Ransomware exploits are targeting enterprise users on deeper, less-detectable levels, and have generated nearly $34 million USD annually, says this year’s Cisco Mid-Year Cybersecurity Report, which came out in late July. Enterprise users appear to have become the target of choice for ransomware-wielding cybercriminals, with exploit kits able to take advantage of vulnerabilities in Adobe Flash, giving them faster propagation which increases the chances of hackers being able to generate larger amounts of revenue.
Below are some of the key findings in the Cisco Report, which include:
- Cyberattackers are being provided with exploitable vulnerabilities in the Enterprise application software JBoss, giving them a new vector from which to launch ransomware campaigns. Servers are left more vulnerable to attacks thanks to JBoss-type compromises.
- Cisco security researchers observed a fivefold increase in HTTPS traffic related to malicious activity from September 2015 to March 2016. The rise in this type of web traffic can be attributed largely to malicious ad injectors and adware. Threat actors have increased their use of HTTPS-encrypted traffic to conceal their activity on the web and expand their operating time.
- A small yet growing number of malware examples show that bad actors (infiltrators) are using Transport Layer Security (or TLS, the protocol used to provide encryption for network traffic), to hide their activities. This is a cause for concern among security professionals since it makes deep-packet inspection ineffective as a security tool.
- Cisco researchers examined a sample set of their own devices to establish the ages of known vulnerabilities running on fundamental infrastructure. They reported that 23% of those devices had vulnerabilities dating from 2011; nearly 16% had vulnerabilities that were first published in 2009. This underscores the security risks that organizations themselves unwittingly create by not patching vulnerable operating systems.
- Authors of exploit kits are always seeking ways to evade security defenses and are very creative in their efforts. One example recently observed by Cisco researchers involved the Nuclear exploit kit. The kit, which typically “drops” ransomware variants, was observed delivering a variant of Tor, the software used for anonymous communication. This tactic appears to be a method for anonymizing the eventual malicious payload, therefore making the activity more difficult for defenders to track.
For Better Cybersecurity Defense
The Cisco Report named some ways organizations can and should take action to start improving their cyber defenses against ransomware exploits. Some recommendations include:
- Implement and test an incident response plan (and/or data recovery assurance) that will enable a quick return to normal business operations following a ransomware attack.
- Don’t blindly trust HTTPS connections and SSL certificates, get better authentication methods.
- Move quickly to patch published vulnerabilities in software and systems, including routers and switches that are the components of critical Internet infrastructure.
- Educate users (employees, in many cases) about the threat of malicious browser infections and their consequences.
What Does It All Mean?
It’s time to rein-in our usual Web-browsing habits and batten down the cyber-hatches. Turn on ad blockers and script blockers; follow the findings in the Cisco Report to the letter, and implement response plans and employee education and training that will discourage wanton behaviors online that encourage the opportunist hackers working around the clock to exploit any weakness in your company network’s defenses.

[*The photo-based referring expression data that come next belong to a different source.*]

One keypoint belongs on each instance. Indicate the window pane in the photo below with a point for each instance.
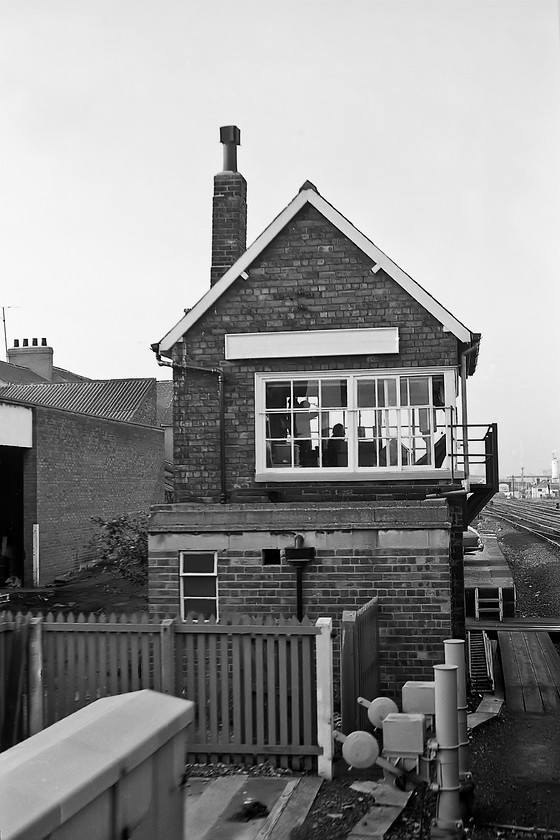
(200, 606)
(438, 391)
(199, 587)
(280, 454)
(418, 390)
(198, 562)
(333, 393)
(366, 393)
(335, 450)
(368, 453)
(306, 393)
(387, 392)
(278, 394)
(278, 425)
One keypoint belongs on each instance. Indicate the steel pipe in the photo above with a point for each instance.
(455, 655)
(447, 822)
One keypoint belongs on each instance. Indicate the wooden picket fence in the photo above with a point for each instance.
(359, 664)
(260, 687)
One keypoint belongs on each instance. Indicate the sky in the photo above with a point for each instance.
(433, 125)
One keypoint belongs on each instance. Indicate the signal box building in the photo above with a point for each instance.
(321, 448)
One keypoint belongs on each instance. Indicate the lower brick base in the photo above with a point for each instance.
(397, 551)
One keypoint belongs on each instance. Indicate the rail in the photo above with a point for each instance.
(477, 457)
(541, 520)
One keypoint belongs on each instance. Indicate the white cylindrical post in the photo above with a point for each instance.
(455, 655)
(448, 810)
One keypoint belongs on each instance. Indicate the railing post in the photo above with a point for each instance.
(167, 648)
(325, 702)
(35, 675)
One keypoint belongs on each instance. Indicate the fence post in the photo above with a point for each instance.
(324, 667)
(167, 647)
(35, 675)
(348, 695)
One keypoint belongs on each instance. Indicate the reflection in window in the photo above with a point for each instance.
(356, 421)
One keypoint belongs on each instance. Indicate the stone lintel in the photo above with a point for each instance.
(429, 514)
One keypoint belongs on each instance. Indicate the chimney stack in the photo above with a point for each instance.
(37, 358)
(229, 208)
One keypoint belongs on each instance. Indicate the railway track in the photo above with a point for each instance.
(540, 518)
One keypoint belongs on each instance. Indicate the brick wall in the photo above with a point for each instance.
(398, 552)
(82, 467)
(229, 222)
(309, 277)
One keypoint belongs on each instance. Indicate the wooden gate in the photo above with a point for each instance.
(359, 665)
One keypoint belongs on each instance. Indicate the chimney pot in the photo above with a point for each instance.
(230, 136)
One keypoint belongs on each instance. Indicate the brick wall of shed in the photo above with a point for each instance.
(408, 569)
(309, 277)
(86, 467)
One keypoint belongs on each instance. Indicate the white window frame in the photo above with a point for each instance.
(184, 575)
(352, 472)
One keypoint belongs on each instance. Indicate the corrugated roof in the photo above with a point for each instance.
(115, 399)
(18, 374)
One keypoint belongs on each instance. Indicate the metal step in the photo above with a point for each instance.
(480, 661)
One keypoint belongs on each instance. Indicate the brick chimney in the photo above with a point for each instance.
(229, 208)
(35, 357)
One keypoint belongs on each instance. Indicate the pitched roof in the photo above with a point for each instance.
(309, 195)
(113, 399)
(13, 374)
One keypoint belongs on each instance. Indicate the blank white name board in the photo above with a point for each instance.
(16, 425)
(284, 345)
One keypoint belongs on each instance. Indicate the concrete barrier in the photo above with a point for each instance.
(111, 770)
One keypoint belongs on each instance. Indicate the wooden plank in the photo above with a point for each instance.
(201, 682)
(547, 665)
(296, 689)
(69, 695)
(213, 665)
(102, 639)
(123, 660)
(294, 808)
(283, 689)
(92, 641)
(308, 691)
(134, 658)
(271, 693)
(81, 687)
(259, 704)
(146, 677)
(529, 677)
(113, 658)
(224, 688)
(348, 665)
(247, 665)
(512, 680)
(237, 733)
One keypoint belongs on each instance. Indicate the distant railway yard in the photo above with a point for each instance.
(540, 518)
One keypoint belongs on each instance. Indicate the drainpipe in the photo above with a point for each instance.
(222, 416)
(464, 414)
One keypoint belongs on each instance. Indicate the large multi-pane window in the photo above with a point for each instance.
(198, 583)
(354, 422)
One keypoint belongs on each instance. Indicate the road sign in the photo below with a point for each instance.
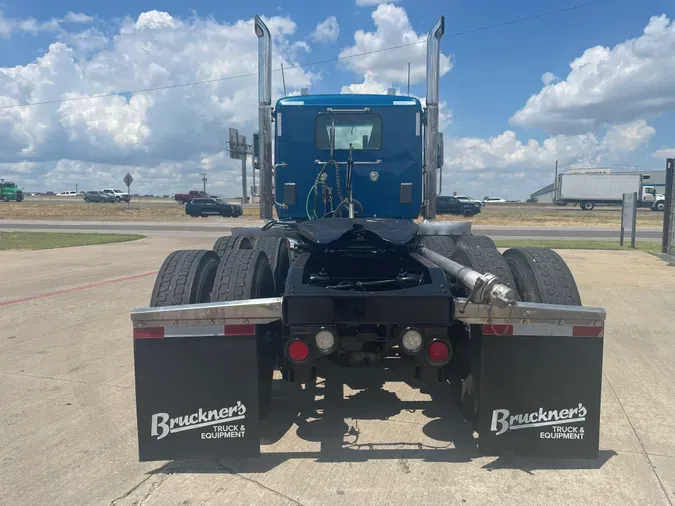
(128, 179)
(628, 217)
(234, 140)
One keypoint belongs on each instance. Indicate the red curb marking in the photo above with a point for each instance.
(76, 288)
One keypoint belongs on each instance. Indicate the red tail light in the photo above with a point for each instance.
(298, 351)
(438, 352)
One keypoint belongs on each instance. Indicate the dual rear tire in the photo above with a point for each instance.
(237, 268)
(537, 275)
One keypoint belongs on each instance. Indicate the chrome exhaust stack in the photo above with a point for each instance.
(265, 117)
(431, 130)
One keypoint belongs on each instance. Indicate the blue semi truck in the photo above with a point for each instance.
(345, 274)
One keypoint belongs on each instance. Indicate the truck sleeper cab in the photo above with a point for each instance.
(385, 135)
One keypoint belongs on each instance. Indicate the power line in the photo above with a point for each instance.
(319, 62)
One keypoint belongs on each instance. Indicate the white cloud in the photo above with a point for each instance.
(664, 153)
(609, 85)
(326, 31)
(549, 78)
(163, 136)
(514, 168)
(627, 137)
(34, 27)
(370, 85)
(77, 17)
(392, 29)
(367, 3)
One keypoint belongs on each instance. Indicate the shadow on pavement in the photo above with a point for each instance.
(322, 414)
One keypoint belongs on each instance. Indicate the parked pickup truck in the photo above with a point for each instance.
(212, 206)
(452, 205)
(117, 195)
(183, 198)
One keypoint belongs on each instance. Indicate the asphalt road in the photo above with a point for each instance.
(68, 414)
(519, 206)
(204, 228)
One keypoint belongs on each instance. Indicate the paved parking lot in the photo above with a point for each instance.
(68, 418)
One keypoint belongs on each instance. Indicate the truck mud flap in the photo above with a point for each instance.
(196, 392)
(540, 393)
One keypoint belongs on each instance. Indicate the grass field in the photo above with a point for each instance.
(50, 240)
(649, 247)
(140, 211)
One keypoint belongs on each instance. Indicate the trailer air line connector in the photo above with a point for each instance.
(485, 288)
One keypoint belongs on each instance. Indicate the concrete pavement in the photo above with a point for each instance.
(211, 227)
(68, 415)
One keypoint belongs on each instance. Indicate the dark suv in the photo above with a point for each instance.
(93, 196)
(451, 205)
(208, 207)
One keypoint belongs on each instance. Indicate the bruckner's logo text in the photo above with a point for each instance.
(162, 424)
(503, 420)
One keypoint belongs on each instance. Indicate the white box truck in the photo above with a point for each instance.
(589, 190)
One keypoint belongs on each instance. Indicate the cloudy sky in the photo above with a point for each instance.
(589, 86)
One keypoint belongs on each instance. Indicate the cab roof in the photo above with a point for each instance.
(349, 100)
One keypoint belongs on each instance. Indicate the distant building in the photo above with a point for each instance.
(656, 178)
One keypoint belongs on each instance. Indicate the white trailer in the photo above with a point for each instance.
(589, 190)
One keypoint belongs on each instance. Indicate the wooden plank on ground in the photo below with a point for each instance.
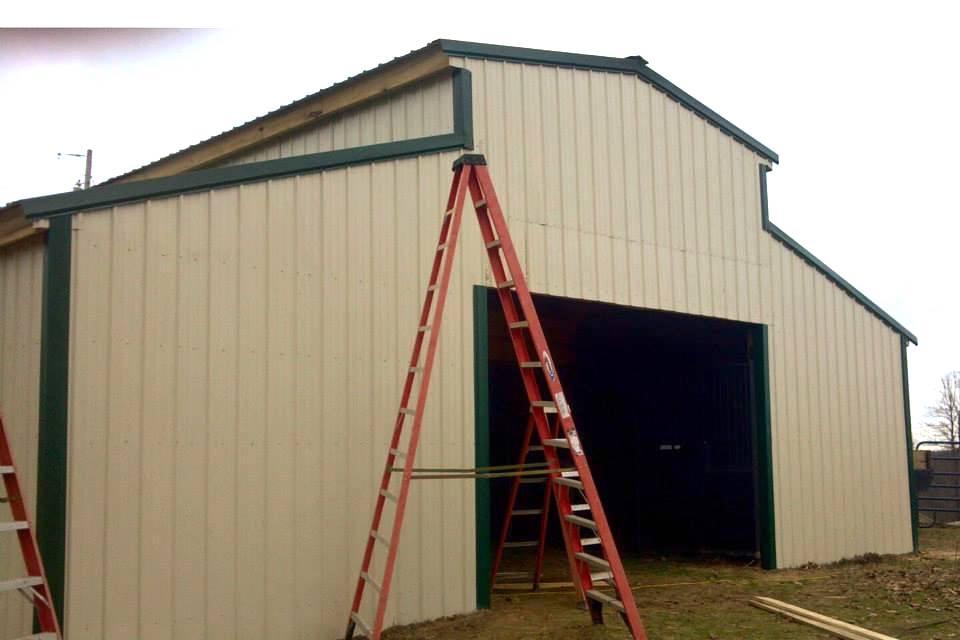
(833, 626)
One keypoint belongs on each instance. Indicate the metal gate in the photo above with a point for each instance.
(937, 474)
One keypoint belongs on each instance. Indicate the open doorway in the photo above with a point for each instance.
(670, 409)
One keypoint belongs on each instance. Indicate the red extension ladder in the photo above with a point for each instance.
(34, 586)
(589, 542)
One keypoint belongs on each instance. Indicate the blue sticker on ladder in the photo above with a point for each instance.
(548, 365)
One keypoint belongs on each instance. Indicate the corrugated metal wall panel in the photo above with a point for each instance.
(420, 110)
(620, 194)
(244, 348)
(237, 357)
(21, 289)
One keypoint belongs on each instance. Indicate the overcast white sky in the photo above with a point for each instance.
(859, 99)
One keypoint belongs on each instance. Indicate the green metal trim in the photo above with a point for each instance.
(794, 246)
(285, 108)
(54, 372)
(914, 507)
(115, 193)
(634, 65)
(481, 426)
(763, 444)
(463, 106)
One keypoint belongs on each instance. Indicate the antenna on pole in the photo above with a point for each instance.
(88, 173)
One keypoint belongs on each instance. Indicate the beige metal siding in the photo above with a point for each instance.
(237, 357)
(21, 288)
(615, 192)
(420, 110)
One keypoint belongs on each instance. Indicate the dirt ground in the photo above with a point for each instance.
(913, 597)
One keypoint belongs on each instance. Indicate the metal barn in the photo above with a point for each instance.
(200, 360)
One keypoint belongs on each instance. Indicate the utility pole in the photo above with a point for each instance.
(88, 174)
(89, 171)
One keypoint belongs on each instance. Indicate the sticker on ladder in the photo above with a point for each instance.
(574, 441)
(562, 407)
(548, 365)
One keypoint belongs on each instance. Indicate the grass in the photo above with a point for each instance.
(912, 597)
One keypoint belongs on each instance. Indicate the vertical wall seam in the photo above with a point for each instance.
(481, 350)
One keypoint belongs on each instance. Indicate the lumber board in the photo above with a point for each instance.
(833, 626)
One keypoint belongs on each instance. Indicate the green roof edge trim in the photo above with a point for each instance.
(784, 238)
(109, 194)
(636, 66)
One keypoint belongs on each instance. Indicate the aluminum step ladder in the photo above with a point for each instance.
(589, 542)
(34, 585)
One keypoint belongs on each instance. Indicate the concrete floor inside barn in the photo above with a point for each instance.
(913, 597)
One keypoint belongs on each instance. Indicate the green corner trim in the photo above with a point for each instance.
(633, 65)
(463, 107)
(481, 404)
(54, 370)
(106, 195)
(908, 431)
(763, 442)
(794, 246)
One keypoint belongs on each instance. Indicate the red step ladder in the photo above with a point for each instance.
(525, 512)
(34, 586)
(589, 542)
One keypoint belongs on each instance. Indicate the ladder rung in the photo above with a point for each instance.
(514, 575)
(369, 580)
(581, 522)
(357, 620)
(20, 583)
(605, 599)
(567, 482)
(592, 560)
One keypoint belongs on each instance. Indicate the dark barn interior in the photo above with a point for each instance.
(664, 407)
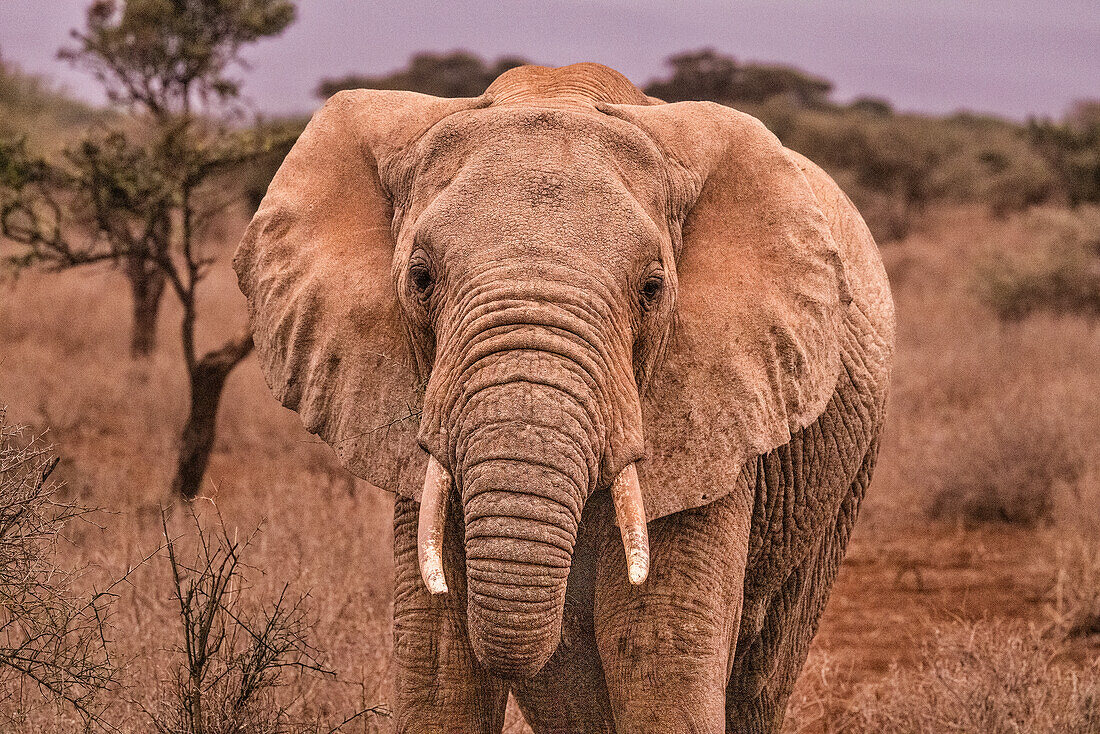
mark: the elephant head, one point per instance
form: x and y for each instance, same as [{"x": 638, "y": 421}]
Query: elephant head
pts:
[{"x": 502, "y": 305}]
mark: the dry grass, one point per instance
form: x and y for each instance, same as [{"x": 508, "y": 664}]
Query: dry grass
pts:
[
  {"x": 992, "y": 677},
  {"x": 987, "y": 420}
]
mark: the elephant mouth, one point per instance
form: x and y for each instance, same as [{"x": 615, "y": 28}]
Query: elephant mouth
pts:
[{"x": 629, "y": 513}]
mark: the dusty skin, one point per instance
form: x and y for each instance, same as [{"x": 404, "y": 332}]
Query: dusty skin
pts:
[{"x": 568, "y": 281}]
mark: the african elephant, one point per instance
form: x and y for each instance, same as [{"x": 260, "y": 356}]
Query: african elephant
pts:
[{"x": 623, "y": 362}]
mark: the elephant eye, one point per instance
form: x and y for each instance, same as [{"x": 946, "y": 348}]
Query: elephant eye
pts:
[
  {"x": 651, "y": 288},
  {"x": 420, "y": 278}
]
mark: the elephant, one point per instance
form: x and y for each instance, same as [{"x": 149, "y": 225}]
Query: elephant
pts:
[{"x": 624, "y": 364}]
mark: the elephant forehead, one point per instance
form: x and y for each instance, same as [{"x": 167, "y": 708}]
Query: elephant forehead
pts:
[
  {"x": 542, "y": 150},
  {"x": 531, "y": 209}
]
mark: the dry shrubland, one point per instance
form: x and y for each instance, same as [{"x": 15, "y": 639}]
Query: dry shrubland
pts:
[
  {"x": 990, "y": 676},
  {"x": 989, "y": 422},
  {"x": 992, "y": 423}
]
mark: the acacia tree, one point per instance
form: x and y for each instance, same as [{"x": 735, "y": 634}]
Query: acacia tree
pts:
[
  {"x": 167, "y": 62},
  {"x": 143, "y": 197}
]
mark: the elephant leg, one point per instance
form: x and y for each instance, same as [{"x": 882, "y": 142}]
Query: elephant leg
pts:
[
  {"x": 440, "y": 687},
  {"x": 569, "y": 694},
  {"x": 666, "y": 645},
  {"x": 765, "y": 676}
]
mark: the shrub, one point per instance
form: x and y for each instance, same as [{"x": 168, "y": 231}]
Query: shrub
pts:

Cisco security researchers said that, based on trends and certain advances observed to date, they anticipate that self-propagating ransomware is the next step for exploit innovators. They urge users to take steps now to prepare for attackers’ use of JBoss back doors (as they did earlier this year) to launch ransomware campaigns against organizations in the healthcare industry — a strong reminder that adversaries, when given half a chance, will find new methods by which to compromise networks and users.